ValueError: invalid literal for int() with base 10: '0-beta'

Potential Fix

A quick fix vibe-coded with ChatGPT seems to work, but I didn't want to open a PR because I'm not sure if it breaks something else:

import requests
import hashlib
import os
import re
import csv
import argparse
from bs4 import BeautifulSoup
from concurrent.futures import ThreadPoolExecutor
from collections import Counter

# Version comparison utility

def version_key(v):
    v = v.lstrip('v')
    parts = re.split(r'[.\-+]', v)
    return [int(p) if p.isdigit() else p for p in parts]

def compare_versions(version1, version2):
    key1 = version_key(version1)
    key2 = version_key(version2)

    for p1, p2 in zip(key1, key2):
        if p1 == p2:
            continue
        if isinstance(p1, int) and isinstance(p2, int):
            return -1 if p1 < p2 else 1
        return -1 if str(p1) < str(p2) else 1

    return (len(key1) > len(key2)) - (len(key1) < len(key2))

# Constants

MOODLE_REPO_API = "https://api.github.com/repos/moodle/moodle/tags"
FILE_LIST = [
    "/admin/environment.xml", "/composer.lock", "/lib/upgrade.txt",
    "/privacy/export_files/general.js", "/composer.json",
    "/question/upgrade.txt", "/admin/tool/lp/tests/behat/course_competencies.feature"
]
LOCAL_HASH_FILE = "moodle_hashes.txt"
base_url = "https://moodle.org/security/index.php"
LOCAL_VULN_FILE = "moodle_vulnerabilities.csv"

def fetch_moodle_versions():
    versions = []
    page = 1
    while True:
        response = requests.get(MOODLE_REPO_API, params={'page': page, 'per_page': 100})
        if response.status_code != 200:
            raise Exception(f"Failed to fetch Moodle tags: {response.status_code}")
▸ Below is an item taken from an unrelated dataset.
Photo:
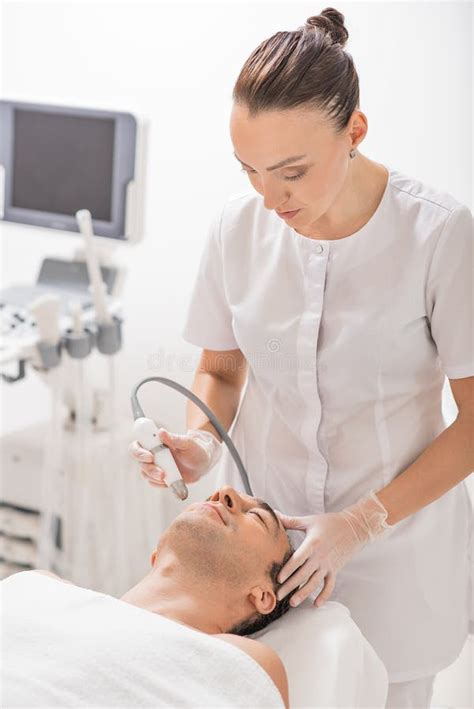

        tags = [item['name'] for item in response.json()]
        versions.extend(tags)

        if 'Link' in response.headers and 'rel="next"' in response.headers['Link']:
            page += 1
        else:
            break

    return versions

def fetch_file_for_version(file, version):
    if version <= "v3.6.10" and file == "/admin/tool/lp/tests/behat/course_competencies.feature":
        return None
    if version <= "v3.5.2" and file == "/privacy/export_files/general.js":
        return None
    if version <= "v2.9.0-beta" and file == "/composer.lock":
        return None
    if version <= "v2.5.9" and file == "/question/upgrade.txt":
        return None
    if version <= "v2.4.0-beta" and file == "/composer.json":
        return None
    if version <= "v2.1.10" and file == "/lib/upgrade.txt":
        return None
    if version <= "v1.4.5" and file == "/admin/environment.xml":
        return None

    file_url = f"https://raw.githubusercontent.com/moodle/moodle/{version}{file}"
    response = requests.get(file_url)
    if response.status_code == 200:
        file_hash = hashlib.md5(response.content).hexdigest()
        return f"{file}:{file_hash}:{version}"
    else:
        print(f"Failed to fetch {file} for version {version} (HTTP {response.status_code})")
        return None

def hash_files_for_version(version):
    with ThreadPoolExecutor() as executor:
        results = list(executor.map(lambda file: fetch_file_for_version(file, version), FILE_LIST))
    return [result for result in results if result]

def update_moodle_hashes():
    existing_hashes = set()
    first_version = None

    if os.path.exists(LOCAL_HASH_FILE):
        with open(LOCAL_HASH_FILE, "r") as f:
            first_line = f.readline().strip()
            if first_line:
                first_version = first_line.split(":")[-1]

    new_versions = fetch_moodle_versions()

    print(f"Newest version from fetched tags: {new_versions[0]}")
    if first_version:
        print(f"First version from local hash file: {first_version}")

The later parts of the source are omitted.